Maximale Produktivität und Kostenersparnis für den Endkunden
Das Ergebnis ist ein Planfräser, der hohe Tischvorschübe erreicht, und durch hohe reproduzierbare Standzeiten sowie Wirtschaftlichkeit und Prozesssicherheit überzeugt. MaxiMill HEC kann bei praktisch allen Planfräsoperationen von Eisenguss angewendet werden und ist im Allgemeinen besonders interessant für Zulieferer der Automobilindustrie. Seine Eigenschaften sind speziell auf die Produktionsmengen und die herzustellenden Komponenten zugeschnitten und garantieren maximale Produktivität und Kostenersparnis für den Endkunden. Typische Anwendungsgebiete für MaxiMill HEC sind Gussbauteile, wie z.B. Anschlussflächen am Kurbelgehäuse, Zylinderköpfe, Turbolader, Pumpengehäuse, etc.
“MaxiMill HEC ist das Ergebnis eines kontinuierlichen und umfangreichen Forschungs- und Entwicklungsprogramms bei CERATIZIT.“ So Conan Jackson, Sales Manager bei CERATIZIT Großbritannien. „HEC ist eine willkommene Erweiterung des vorhandenen MaxiMill-Programms und wird vielen unserer Kunden im Automobilsektor die Möglichkeit bieten, die Auslastung ihrer Maschinenkapazität bei gleichzeitiger Senkung der Werkzeugkosten zu maximieren.“
MaxiMill HEC erzielt hohe Schnittparameter
Mit den LNHX 1106PNER Platten, welche in den Sorten CTC3215 (HM), CTN3105 Si3N4 (Keramik) und mit CBN-Segment verfügbar sind, können hohe Schnittparameter erreicht werden. Zum Beispiel wird bei der Bearbeitung von GG25 mit einer Härte von HB 180-220 eine Geschwindigkeit von 200 m/min möglich, 0,25 mm Zahnvorschub mit bis zu 5 mm Schnittiefe und 79 mm Schnittbreite. Ähnlich dazu kann GGG 70 mit einer Härte von HB 240-300 bei einer Schnittgeschwindigkeit von 180 m/min und einem Vorschub von 0,2 mm/Zahn bearbeitet werden.
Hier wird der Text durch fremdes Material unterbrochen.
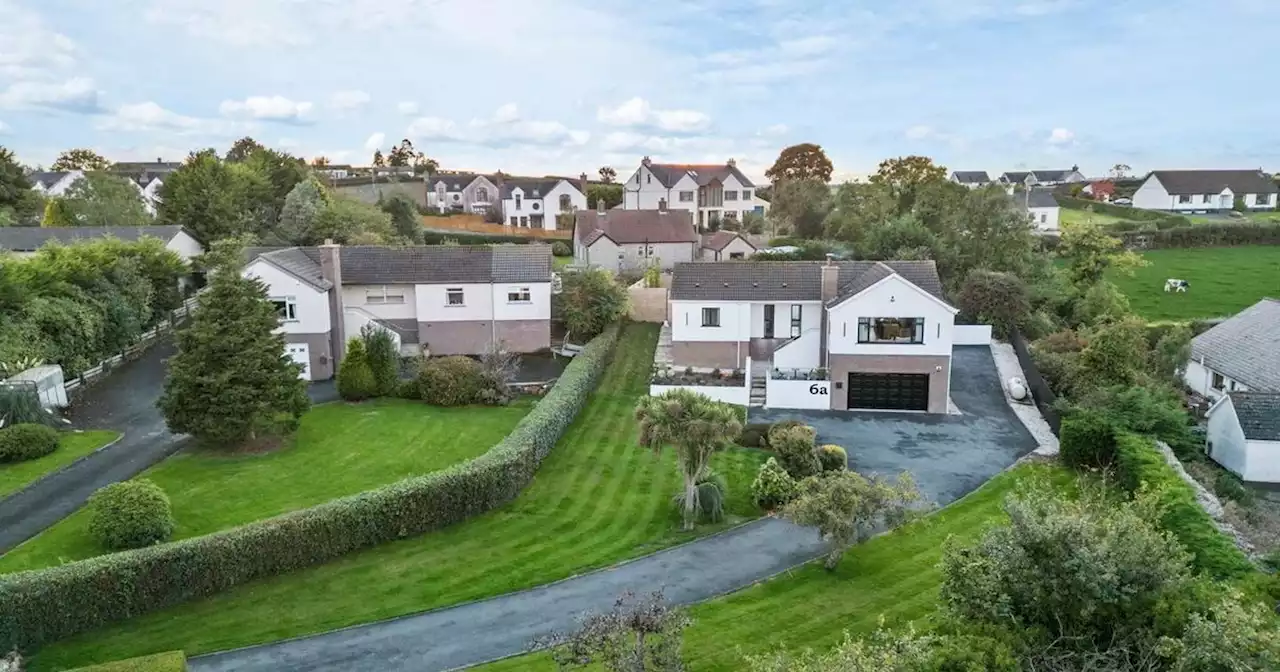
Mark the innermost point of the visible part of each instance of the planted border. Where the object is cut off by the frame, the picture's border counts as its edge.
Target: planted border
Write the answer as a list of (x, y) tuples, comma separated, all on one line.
[(44, 606)]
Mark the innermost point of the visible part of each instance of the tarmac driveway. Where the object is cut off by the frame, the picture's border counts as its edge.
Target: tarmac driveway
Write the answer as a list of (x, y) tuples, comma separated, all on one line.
[(949, 456)]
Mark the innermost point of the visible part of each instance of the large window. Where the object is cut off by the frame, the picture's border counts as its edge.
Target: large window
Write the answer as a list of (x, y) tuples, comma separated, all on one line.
[(384, 295), (287, 309), (891, 330)]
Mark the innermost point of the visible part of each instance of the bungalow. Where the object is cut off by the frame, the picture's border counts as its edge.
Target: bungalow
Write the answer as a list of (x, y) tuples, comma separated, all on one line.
[(1238, 353), (1244, 434), (1191, 191), (632, 240)]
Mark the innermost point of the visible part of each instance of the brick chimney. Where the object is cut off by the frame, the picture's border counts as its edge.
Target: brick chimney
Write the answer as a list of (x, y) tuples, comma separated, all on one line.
[(330, 266)]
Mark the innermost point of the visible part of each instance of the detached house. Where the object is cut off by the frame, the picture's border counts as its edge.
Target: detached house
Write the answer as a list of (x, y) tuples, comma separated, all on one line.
[(711, 191), (860, 334), (1240, 353), (434, 300), (632, 240), (1189, 191)]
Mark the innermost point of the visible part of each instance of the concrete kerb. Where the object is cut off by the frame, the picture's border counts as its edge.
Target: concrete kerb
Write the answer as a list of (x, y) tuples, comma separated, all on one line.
[(64, 467), (522, 592)]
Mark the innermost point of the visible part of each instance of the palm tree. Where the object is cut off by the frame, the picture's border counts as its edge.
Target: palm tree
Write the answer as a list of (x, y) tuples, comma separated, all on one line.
[(693, 425)]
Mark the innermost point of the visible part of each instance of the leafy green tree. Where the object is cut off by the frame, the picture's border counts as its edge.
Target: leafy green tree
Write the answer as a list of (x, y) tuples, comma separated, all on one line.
[(205, 197), (105, 200), (231, 379), (804, 161), (405, 219), (694, 428), (301, 213), (589, 301), (844, 504), (355, 378), (19, 205), (80, 159)]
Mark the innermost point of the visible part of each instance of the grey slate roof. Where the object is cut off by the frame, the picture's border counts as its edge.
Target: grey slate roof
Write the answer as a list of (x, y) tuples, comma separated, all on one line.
[(1240, 182), (791, 280), (972, 177), (635, 227), (1246, 347), (1258, 414), (31, 238)]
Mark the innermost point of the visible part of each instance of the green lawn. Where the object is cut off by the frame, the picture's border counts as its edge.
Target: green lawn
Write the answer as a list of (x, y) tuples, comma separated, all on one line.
[(597, 499), (71, 447), (895, 576), (339, 449), (1223, 282)]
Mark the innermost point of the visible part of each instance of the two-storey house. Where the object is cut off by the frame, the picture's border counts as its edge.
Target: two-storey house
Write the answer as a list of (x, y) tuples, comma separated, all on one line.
[(1203, 191), (713, 192), (533, 204), (433, 300), (877, 334)]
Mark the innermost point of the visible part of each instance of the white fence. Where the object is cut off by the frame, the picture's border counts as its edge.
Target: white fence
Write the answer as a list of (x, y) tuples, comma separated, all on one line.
[(739, 396), (972, 334), (810, 394)]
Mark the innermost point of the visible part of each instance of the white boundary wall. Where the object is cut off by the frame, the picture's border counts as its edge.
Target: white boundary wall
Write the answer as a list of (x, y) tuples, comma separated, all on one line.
[(736, 396), (972, 334)]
Hartmetallexperte CERATIZIT steht für „hard material matters“
CERATIZIT S.A. – 2002 hervorgegangen aus der Fusion der Unternehmen CERAMETAL und Plansee Tizit – ist Pionier und Global Player für anspruchsvolle Hartstofflösungen. Das Unternehmen operiert von Mamer in Luxemburg aus. In ausgewählten Industriebereichen ist die 50-prozentige Tochter der Plansee Gruppe Weltmarktführer für einzigartige, konsequent innovative Hartstoffprodukte für Verschleißschutz und Zerspanung. Davon profitieren Kunden u.a. aus der Automobilindustrie, dem Maschinenbau, der Petroindustrie, der Medizintechnik, der Elektronik und dem Werkzeug- und Formenbau. 400 aktive Patente besitzt CERATIZIT weltweit. Im Jahr 2007 erreichte das Unternehmen ein Umsatzvolumen von 600 Mio. Euro und beschäftigte über 4000 Mitarbeiter.